First, we know that the ground true weight should have give an $\ell_2$ norm as $0.01^2\times 200 /2 =0.01$, so the result with weight decay on actually failed to get a good approximation of the weight value.
Also from the loss aspect. Indeed with weight decay on we see the validation loss is decreasing during training. But the problem is that it’s always even larger than the constant validation loss without weight decay. (The contribution of the penalty is negligible as we know it’s about 0.001, while the full validation loss is larger than 0.01)
This can also be explained when we consider the motion of the weight vector in its 200-dimensional space. The 20 vectors of training data span a subspace of 20 dimension. The problem of the persisted validation loss here is that, our gradient of loss is always constrained in that subspace. Thus the weight vector can only move in such way during training. Since we initialize the weight vector with a 200-dimensional Gaussian with $\sigma=0.01$, it’s much closer to 0 than the ground true weight vector. Then after training the weight vector arrives near the projection of the ground true weight vector.
The problem arises here. We are projecting out 180 dimensions of a 200-dimensional vector, so most of its length is lost, which gives rise to the persisted validation loss without weight decay. But adding weight decay can’t save us from these. Since the initial weight vector is around 0, the gradient from the penalty loss is still constrained inside the 20-dimensional subspace. And the penalty only pulls the weight vector away from the projection, which makes things only worse in the end.
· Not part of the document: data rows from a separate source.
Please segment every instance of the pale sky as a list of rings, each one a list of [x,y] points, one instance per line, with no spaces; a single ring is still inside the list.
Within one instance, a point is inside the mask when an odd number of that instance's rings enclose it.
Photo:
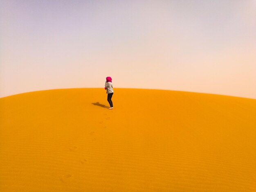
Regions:
[[[0,0],[0,97],[108,76],[256,99],[256,0]]]

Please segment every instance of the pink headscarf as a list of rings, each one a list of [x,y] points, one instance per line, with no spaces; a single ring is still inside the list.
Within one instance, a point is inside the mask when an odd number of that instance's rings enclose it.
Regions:
[[[107,82],[112,82],[112,78],[110,77],[107,77],[106,78],[106,80],[107,80]]]

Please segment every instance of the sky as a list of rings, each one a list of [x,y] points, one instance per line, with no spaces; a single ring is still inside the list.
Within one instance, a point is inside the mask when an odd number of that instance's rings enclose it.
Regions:
[[[55,89],[256,99],[256,0],[0,0],[0,97]]]

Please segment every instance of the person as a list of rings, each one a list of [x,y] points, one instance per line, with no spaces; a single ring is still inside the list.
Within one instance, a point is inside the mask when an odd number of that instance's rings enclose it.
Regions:
[[[112,78],[110,77],[106,78],[106,82],[105,84],[105,89],[107,90],[108,94],[108,101],[110,106],[108,108],[109,109],[113,109],[113,102],[111,98],[113,94],[114,94],[114,90],[113,90],[113,84],[112,83]]]

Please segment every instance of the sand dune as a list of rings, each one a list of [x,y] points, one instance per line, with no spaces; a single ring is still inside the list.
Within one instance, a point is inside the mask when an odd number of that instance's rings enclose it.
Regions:
[[[256,100],[114,91],[0,98],[0,191],[256,191]]]

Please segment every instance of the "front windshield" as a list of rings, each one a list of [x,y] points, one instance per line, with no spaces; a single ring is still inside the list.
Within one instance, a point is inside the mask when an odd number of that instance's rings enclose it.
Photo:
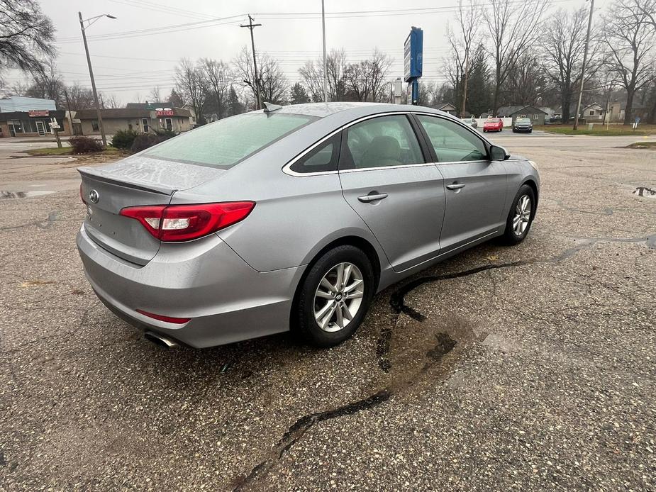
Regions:
[[[228,169],[316,119],[288,113],[246,113],[182,133],[142,155]]]

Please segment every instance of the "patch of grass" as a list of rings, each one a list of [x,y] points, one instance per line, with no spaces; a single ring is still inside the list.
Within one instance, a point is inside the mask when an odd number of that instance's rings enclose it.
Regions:
[[[73,149],[70,147],[48,147],[47,149],[30,149],[26,151],[30,155],[71,155]]]
[[[628,149],[656,149],[656,140],[636,142],[626,146]]]
[[[640,125],[637,130],[633,130],[630,125],[611,125],[608,130],[606,125],[595,123],[592,130],[588,130],[587,123],[579,123],[578,130],[573,130],[572,125],[544,125],[534,127],[536,130],[543,130],[550,133],[560,135],[594,135],[604,137],[616,137],[629,135],[654,135],[656,134],[656,125]]]
[[[62,147],[62,148],[59,148],[58,147],[53,147],[45,149],[30,149],[26,152],[30,155],[34,155],[37,157],[76,155],[76,154],[73,153],[73,147]],[[117,149],[113,147],[106,147],[102,152],[91,152],[90,154],[87,154],[87,155],[107,155],[110,157],[120,157],[125,153],[125,152],[121,151],[120,149]]]

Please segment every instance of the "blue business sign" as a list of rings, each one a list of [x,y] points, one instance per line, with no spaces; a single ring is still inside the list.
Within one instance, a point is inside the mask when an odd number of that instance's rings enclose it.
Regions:
[[[423,30],[413,27],[404,45],[404,79],[406,82],[421,77],[423,52]]]

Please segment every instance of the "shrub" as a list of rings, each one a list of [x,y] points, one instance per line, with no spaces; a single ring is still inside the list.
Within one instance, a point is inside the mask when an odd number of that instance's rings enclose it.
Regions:
[[[133,153],[136,154],[138,152],[145,150],[149,147],[152,147],[160,142],[167,140],[175,135],[176,133],[174,132],[172,132],[169,130],[159,130],[155,134],[142,133],[141,135],[137,135],[137,138],[134,139],[134,142],[132,144],[132,147],[130,147],[130,150]]]
[[[68,139],[68,142],[73,147],[74,154],[89,154],[92,152],[101,152],[103,144],[93,137],[77,135]]]
[[[111,145],[117,149],[129,149],[139,134],[134,130],[119,130],[111,138]]]

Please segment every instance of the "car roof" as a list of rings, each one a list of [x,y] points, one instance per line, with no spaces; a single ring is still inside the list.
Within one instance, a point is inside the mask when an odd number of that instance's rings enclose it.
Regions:
[[[290,104],[274,110],[274,113],[287,113],[289,114],[301,114],[308,116],[325,118],[331,115],[339,114],[348,119],[351,116],[366,116],[378,113],[391,111],[414,111],[433,113],[435,114],[450,116],[447,113],[433,108],[423,106],[411,106],[408,104],[390,104],[388,103],[360,103],[360,102],[330,102],[308,103],[306,104]]]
Of course, adding a penalty is expected to make things worse in the end. But the problem here is that the specific initialization setting happens to give a relative good result even without penalty.
To see the power of weight decay, maybe we should change the initialization of the model. For example, changing the sigma of WeightDecayScratch object from the default 0.01 to 1, you will see the result from train_scratch(0) becomes significantly worse, while the result from train_scratch(3) is still similar to the one from previous initialization.